David B Pyne
Sportscience 8, iii, 2004 (sportsci.org/jour/04/dbpinbrief.htm)
The In Brief items provide a useful update on several important issues for sports performance researchers and graduate students.
Many researchers and students have faced the dilemma of how to reference a website (like sportsci.org) within their manuscripts for submission to peer-reviewed journals. Unfortunately some of the journals have not moved with the times and editors and reviewers often baulk at a simple web address reference. The inclusion of page numbers to sportsci.org is a small but useful step that should overcome some of the problems currently being encountered. Somehow it seems that inclusion of page numbers provide a touch of legitimacy.
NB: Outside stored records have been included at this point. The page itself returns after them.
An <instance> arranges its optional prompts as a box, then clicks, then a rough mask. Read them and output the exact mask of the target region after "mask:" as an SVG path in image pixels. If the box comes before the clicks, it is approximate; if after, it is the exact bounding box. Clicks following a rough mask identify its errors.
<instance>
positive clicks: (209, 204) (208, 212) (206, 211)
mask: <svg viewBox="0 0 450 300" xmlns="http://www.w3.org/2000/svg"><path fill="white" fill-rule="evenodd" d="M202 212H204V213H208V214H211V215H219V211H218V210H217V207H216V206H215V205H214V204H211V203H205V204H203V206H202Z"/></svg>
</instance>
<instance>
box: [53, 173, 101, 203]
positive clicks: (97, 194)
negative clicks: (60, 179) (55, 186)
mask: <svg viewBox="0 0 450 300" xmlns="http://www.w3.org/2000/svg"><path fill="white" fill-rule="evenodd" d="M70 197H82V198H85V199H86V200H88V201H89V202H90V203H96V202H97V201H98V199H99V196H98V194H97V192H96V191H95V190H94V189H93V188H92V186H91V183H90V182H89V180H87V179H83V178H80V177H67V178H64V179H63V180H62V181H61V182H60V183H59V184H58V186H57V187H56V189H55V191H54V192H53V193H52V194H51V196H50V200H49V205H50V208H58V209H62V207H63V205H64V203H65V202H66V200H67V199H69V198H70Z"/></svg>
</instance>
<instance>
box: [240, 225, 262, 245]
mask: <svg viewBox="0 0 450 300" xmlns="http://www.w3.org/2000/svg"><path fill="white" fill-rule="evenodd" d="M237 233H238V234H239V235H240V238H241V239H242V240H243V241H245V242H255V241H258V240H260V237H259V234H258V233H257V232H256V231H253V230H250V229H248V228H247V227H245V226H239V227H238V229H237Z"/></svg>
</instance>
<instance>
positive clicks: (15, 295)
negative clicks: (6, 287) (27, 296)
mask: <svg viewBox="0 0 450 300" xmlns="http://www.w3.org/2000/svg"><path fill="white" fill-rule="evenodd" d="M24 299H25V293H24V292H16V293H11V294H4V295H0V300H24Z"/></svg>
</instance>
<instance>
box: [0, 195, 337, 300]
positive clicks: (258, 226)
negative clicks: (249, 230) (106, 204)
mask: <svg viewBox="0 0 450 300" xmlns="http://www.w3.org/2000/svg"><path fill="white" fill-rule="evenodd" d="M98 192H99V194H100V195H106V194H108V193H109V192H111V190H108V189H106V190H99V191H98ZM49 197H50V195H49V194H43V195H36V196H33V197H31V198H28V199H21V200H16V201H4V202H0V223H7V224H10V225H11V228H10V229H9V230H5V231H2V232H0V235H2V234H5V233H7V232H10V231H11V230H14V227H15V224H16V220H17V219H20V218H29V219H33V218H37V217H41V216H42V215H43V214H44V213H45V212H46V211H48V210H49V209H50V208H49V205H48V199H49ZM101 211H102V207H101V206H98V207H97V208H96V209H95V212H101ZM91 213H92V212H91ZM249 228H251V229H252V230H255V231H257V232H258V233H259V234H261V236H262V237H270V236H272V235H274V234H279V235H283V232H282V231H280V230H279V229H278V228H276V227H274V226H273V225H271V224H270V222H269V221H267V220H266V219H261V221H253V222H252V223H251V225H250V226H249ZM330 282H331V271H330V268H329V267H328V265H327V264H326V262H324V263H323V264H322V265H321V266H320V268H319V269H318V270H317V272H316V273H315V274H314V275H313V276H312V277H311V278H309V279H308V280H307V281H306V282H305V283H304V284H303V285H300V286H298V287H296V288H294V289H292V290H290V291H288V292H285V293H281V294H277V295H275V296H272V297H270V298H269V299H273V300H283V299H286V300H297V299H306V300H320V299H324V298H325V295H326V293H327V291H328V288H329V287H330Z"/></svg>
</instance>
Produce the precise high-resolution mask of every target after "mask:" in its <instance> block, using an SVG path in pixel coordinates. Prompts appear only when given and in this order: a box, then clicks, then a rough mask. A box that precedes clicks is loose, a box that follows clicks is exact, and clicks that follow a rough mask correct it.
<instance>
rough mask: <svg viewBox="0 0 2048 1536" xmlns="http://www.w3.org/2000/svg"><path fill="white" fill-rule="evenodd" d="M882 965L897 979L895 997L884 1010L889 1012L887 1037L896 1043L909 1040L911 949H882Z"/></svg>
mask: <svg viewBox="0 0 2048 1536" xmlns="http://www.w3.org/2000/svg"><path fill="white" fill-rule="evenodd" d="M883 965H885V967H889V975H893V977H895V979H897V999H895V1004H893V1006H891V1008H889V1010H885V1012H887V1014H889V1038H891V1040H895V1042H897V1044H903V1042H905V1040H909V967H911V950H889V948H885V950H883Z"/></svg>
The new version of the Clinical vs Statistical Significance slideshow is timely given the increasing interest in this approach both in the literature and in field with practising sports scientists. Certainly within the Australian sports science industry there has been considerable interest in a clinical (practical) interpretation of both research and routine testing data. Readers should be encouraged to delve into the derivation of the thresholds for benefit and harm and become familiar with the assumptions and limitations of this approach.
A listing of journal abbreviations for Endnote is a welcome addition to the resources at this site. Incorrect citation of journal names is an irritation for editors, reviewers and supervisors alike. Attention to detail here is important and the tips offered in this item will save a great deal of time and heartache.
Finally, the suggestions on calibrating a metabolic cart with a purpose-built gas bubbler should be of interest to sports science laboratories conducting metabolic testing. I imagine this information will need to be passed to the relevant technical support staff member.